Монахиня при лазарете обмыла тело усопшей и обрядила его в монашескую одежду с черным нарамником поверх белого капюшона, грубые чулки и самодельные сандалии. Одна из монахинь принесла из сада венок из свежих цветов. Когда покойная была одета, процессия из шести сестер перенесла ее в церковь и положила на покрытые белой простыней носилки перед алтарем. Покойная не должна была оставаться наедине с Господом, и поэтому возле нее при трепетавшем пламени пасхальной свечи до конца дня и всю ночь молились две монахини.
На следующий день после заупокойной службы монахини перенесли тело по аркаде на обнесенное стеной монастырское кладбище, где даже после смерти монахини продолжали находиться в уединении. Сестры, по трое с каждой стороны, поддерживая тело на белых холщовых лентах, осторожно опустили его в могилу. По цистерцианскому обычаю тела покойных предавались земле без гроба. В заключительной части ритуала похорон две монахини стали бережно забрасывать землей тело усопшей сестры, затем все вернулись в церковь для чтения псалмов. Они трижды просили Господа о помиловании ее души:
Domine miserere super peccatrice.
Domine miserere super peccatrice.
Domine miserere super peccatrice.
Миган часто впадала в меланхолию. Монастырь дал ей покой, но полной безмятежности она не обрела. Она тосковала по тому, что ее уже не должно было волновать. Она вдруг вспомнила о друзьях, которые остались в приюте, думала о том, что с ними стало. Ей было интересно, что происходит в мире за стенами монастыря, в мире, от которого она отреклась, в мире, полном музыки, танцев и смеха.

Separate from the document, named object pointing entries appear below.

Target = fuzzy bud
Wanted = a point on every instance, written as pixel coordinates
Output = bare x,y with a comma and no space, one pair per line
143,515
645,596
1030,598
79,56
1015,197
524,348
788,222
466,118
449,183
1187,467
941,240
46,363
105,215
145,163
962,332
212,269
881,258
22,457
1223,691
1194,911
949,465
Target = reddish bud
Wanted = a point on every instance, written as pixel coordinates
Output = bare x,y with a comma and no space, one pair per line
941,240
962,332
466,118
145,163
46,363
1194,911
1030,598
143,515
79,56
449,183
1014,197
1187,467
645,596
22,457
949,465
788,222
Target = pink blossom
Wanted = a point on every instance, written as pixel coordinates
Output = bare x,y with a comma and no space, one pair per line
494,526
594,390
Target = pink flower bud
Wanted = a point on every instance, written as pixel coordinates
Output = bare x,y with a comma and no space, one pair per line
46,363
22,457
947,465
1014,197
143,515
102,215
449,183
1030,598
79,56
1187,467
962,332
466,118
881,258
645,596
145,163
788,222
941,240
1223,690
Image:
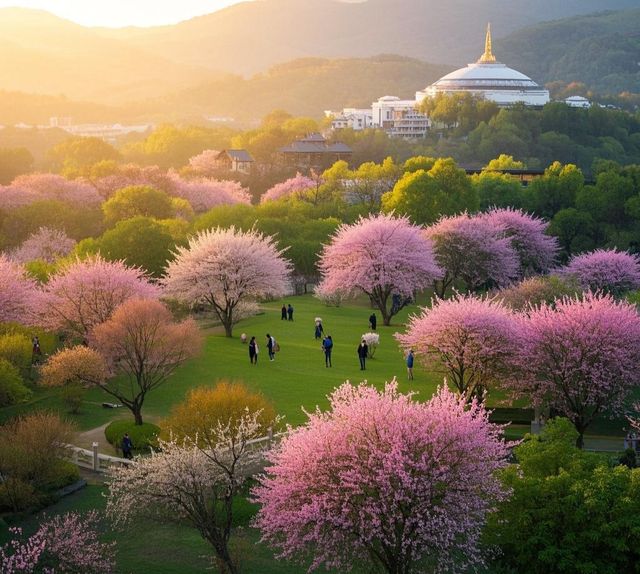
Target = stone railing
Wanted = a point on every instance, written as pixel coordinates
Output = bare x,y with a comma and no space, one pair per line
93,460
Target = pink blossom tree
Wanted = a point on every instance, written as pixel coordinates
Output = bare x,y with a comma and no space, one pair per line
66,543
380,255
223,268
297,184
86,292
472,250
537,250
472,340
607,270
46,245
581,357
27,189
17,293
203,194
381,478
142,342
194,480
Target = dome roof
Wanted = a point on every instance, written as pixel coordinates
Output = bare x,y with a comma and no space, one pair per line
485,74
481,75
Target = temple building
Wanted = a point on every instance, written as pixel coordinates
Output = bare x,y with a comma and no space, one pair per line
490,79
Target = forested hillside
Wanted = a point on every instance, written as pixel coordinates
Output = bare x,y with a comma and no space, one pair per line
602,51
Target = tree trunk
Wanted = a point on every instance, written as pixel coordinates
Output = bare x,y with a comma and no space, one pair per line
137,414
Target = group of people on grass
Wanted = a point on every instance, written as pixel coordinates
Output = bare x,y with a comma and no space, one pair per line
326,345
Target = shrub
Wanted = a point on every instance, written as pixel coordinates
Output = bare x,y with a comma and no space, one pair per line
226,403
72,396
12,388
17,349
142,436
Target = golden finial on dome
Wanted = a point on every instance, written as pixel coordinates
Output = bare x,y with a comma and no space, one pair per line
487,57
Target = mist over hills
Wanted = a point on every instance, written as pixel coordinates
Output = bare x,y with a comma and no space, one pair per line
599,50
251,36
50,66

Миган пришла к матери Бетине.
– Время от времени это происходит со всеми нами, – пыталась успокоить ее настоятельница. – Церковь называет это душевной хандрой – орудием сатаны. Не думай об этом, дитя мое, и все пройдет.
И это прошло.
Но не проходило страстное желание узнать, кто ее родители.
«Мне так и не суждено это узнать, – с отчаянием думала Миган. – До самой смерти».